What is wrong with this atv?

Purchased a new battery and hooked it up.

Atv starts and will run for three days.

Atv battery drains on the fourth day.

Voltage goes from 12.6 volts to 11.4 volts.

I was told that the alternator is bad.

John


----------



## Skinin&Grinin (Jul 27, 2010)

If its the same 110cc I bought for my son it does not have a alternator.


----------



## 440Mopar (Jul 27, 2010)

yep i bet the forgot to mention that ... buy a battery tender and hook it up at night or every other day they work great only about fifty bucks and can be hard wired in and use a plug like a trailer to hook it to the 110 v


----------



## chamoru4 (Jul 28, 2010)

*Atv Help*

Thanks for the information.

John


----------



## mattech (Jul 28, 2010)

Sounds like something is shorting or staying on, you should not have to charge a battery daily even if it does not have a generator. to prove this theory unplug the terminals when not in use. if you get more life out of the battery start trying to trace wires for for exposed areas and check all everything to make sure something is not staying on. I know what kind of atv you are talking about but have never worked on them. does it have a key, and if it does are you removing the key. I would not trust just turning to the off position.


----------



## polkhunt (Aug 8, 2010)

I have the same problem with my sons atv I put a quick disconnect on the neg term lead and he disc when he gets through riding problem solved.
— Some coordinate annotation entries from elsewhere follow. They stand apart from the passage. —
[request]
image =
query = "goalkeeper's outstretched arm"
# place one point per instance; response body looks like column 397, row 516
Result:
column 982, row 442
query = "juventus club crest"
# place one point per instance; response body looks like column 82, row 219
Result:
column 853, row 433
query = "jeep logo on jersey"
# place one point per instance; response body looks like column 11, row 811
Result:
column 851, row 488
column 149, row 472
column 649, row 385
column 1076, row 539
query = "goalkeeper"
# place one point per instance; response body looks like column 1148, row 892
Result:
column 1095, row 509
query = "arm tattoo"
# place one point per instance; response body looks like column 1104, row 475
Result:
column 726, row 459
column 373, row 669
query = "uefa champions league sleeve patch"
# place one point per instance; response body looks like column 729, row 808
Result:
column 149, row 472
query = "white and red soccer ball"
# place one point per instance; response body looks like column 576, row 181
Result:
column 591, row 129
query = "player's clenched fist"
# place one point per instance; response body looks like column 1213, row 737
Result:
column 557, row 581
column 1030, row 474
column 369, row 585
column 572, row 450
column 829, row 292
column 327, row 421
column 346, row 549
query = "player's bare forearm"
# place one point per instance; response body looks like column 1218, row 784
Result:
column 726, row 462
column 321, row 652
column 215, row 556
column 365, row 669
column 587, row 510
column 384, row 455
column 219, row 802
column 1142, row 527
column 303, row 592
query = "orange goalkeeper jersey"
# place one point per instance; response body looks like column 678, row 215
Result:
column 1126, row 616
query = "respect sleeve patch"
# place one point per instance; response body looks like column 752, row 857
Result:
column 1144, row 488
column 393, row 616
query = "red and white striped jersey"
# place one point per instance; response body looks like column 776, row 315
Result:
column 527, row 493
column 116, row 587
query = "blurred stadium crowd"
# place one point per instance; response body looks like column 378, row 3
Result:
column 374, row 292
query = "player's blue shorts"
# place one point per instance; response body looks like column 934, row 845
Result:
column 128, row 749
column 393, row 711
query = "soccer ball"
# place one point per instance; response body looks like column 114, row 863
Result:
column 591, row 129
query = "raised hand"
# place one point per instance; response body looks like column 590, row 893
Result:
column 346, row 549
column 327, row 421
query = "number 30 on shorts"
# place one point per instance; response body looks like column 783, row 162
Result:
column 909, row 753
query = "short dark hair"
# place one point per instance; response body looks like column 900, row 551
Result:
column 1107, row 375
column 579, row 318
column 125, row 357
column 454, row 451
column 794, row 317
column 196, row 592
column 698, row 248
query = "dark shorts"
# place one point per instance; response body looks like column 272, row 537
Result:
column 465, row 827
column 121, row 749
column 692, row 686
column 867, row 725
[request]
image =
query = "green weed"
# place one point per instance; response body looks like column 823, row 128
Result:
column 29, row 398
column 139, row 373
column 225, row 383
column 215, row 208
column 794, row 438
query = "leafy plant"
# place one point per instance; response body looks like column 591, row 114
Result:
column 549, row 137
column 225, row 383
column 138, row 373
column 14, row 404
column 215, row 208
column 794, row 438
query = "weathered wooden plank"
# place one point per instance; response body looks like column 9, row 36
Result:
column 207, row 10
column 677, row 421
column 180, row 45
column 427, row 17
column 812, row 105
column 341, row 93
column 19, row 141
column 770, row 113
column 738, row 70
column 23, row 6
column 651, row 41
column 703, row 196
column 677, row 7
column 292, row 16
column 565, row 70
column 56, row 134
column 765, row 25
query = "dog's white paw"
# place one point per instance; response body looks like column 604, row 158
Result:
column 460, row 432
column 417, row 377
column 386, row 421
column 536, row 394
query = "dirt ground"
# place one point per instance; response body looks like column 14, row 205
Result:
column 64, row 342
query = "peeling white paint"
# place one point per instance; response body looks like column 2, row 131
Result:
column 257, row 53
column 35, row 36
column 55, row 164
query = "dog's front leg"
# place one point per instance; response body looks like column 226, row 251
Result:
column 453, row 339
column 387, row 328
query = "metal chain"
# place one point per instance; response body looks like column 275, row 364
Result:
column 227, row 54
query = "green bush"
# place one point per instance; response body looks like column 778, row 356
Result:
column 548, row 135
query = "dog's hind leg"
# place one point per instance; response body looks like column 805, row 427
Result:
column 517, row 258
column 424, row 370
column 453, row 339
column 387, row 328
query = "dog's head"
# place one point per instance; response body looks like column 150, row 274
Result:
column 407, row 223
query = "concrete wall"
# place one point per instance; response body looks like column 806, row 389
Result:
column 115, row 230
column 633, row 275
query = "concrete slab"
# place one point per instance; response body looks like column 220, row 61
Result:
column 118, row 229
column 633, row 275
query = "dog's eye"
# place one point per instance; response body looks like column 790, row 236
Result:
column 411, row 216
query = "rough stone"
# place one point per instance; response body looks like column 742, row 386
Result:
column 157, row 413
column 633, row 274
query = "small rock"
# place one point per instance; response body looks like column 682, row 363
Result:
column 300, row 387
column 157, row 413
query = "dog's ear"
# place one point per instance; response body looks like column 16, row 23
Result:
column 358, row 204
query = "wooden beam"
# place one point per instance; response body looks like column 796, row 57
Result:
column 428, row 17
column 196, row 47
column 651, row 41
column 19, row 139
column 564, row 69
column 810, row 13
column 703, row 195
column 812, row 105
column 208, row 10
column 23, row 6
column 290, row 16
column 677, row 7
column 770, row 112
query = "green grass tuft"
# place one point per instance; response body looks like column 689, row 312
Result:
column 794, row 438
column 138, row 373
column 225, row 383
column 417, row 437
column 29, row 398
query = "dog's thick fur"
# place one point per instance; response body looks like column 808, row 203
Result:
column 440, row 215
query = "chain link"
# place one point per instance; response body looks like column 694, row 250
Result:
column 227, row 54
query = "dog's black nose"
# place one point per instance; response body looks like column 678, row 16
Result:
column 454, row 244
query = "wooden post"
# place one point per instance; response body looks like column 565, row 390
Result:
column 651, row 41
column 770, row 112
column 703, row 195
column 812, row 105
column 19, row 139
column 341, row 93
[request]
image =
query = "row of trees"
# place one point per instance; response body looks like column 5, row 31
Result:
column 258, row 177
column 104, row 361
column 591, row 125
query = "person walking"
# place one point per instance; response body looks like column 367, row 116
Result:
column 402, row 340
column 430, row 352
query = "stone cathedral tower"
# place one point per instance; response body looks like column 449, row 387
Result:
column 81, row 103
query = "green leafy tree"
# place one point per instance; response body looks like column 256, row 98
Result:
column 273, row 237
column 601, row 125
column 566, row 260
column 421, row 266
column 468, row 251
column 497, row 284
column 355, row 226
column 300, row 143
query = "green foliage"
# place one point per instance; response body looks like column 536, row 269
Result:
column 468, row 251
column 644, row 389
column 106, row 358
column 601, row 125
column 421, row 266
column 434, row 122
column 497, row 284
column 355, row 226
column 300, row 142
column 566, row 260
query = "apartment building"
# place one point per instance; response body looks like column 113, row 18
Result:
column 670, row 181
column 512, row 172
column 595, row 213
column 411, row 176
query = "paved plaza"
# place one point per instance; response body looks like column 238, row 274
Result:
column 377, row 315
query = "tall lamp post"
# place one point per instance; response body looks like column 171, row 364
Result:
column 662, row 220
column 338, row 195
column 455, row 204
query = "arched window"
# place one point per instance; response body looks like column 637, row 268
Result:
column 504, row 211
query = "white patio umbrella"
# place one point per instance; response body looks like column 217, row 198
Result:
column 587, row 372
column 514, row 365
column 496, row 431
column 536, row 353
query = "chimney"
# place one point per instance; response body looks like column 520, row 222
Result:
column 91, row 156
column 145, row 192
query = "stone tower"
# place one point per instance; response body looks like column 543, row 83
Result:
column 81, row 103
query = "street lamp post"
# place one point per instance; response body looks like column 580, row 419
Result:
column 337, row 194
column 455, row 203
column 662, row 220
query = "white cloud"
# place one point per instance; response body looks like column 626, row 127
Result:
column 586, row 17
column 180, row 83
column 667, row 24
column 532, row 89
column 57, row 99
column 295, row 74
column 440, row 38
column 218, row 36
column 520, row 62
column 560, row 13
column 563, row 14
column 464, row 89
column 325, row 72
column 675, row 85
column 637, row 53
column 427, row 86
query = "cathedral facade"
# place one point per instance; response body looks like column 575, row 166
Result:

There is something in the elec system that runs batteries down.


----------



## rutandstrut (Aug 8, 2010)

A notice that a lot of the Chinese ATV's have an Alarm System built into them that puts a drain on the Battery. If you don't need the Alarm, try disconnecting it or put a quick disconnect on the Negative Terminal of the Battery to eliminate the drain on the Battery.


----------



## Craig Knight (Aug 11, 2010)

Skinin&Grinin said:


> If its the same 110cc I bought for my son it does not have a alternator.



My girls doesnt either. It has to be charged every 3-4 days.


----------



## packrat (Aug 11, 2010)

*china-bike*

These are known to have the voltage rectifier/regulator go bad and not charge the battery properly. Also if you put the wrong size battery in "some" of these, you will be buying other electrical parts.


----------



## DrewDennis (Oct 4, 2010)

They all have alternator/generators if they are electric start...I second packrat on the voltage regulator..  Try these guys for parts   http://www.buyatvsonline.com/electrical-parts-voltage-regulator-c-398_271.html


----------



## basspro2232 (Feb 15, 2011)

It was made in china, thats your problem


----------



## jcountry (Feb 16, 2011)

basspro2232 said:


> It was made in china, thats your problem



Yep.  But that problem can easily be corrected with a match and a couple of gallons of lighter fluid.


----------